Ninguém é livre impunemente. Ainda mais em tempos de exceção. Afonso Celso Garcia Reis, o Afonsinho, descobriu essa amarga máxima ao enfrentar a arcaica estrutura do futebol brasileiro em 1971.
Na época, o clube poderia ser considerado “dono” de um jogador. Ao estabelecer um contrato de trabalho, o atleta ficava preso à agremiação mesmo após o término do tempo do vínculo. Somente teria o passe liberado com o pagamento de uma multa rescisória ou um acordo com outro clube. Caso contrário, ele ficaria vinculado ao clube. Um sistema autoritário, em que o jogador deveria se submeter e não questionar. Algo bem adequado para o período ditatorial que estava em vigor no Brasil.

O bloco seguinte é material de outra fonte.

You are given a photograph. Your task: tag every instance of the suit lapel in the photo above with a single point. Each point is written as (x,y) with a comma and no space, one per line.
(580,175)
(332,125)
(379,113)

Estudante de medicina, Afonsinho jogava pelo Botafogo e fugia do estereótipo de jogador que não tinha outros interesses além do futebol. Mesmo de origem simples, sabia que o universo era muito mais amplo do que correr atrás de uma bola. Mas por que um cartola apresentaria esse mundo a jogadores humildes? A ignorância era uma benção que os dirigentes sabiam muito bem explorar.
No gramados, Afonsinho era um jogador habilidoso, estilo clássico, mas era contestador. Uma heresia para o futebol nacional e uma dor de cabeça para os dirigentes do seu clube. Não aceitava, por exemplo, os constantes atrasos nos salários e nos bichos (prêmios por vitórias).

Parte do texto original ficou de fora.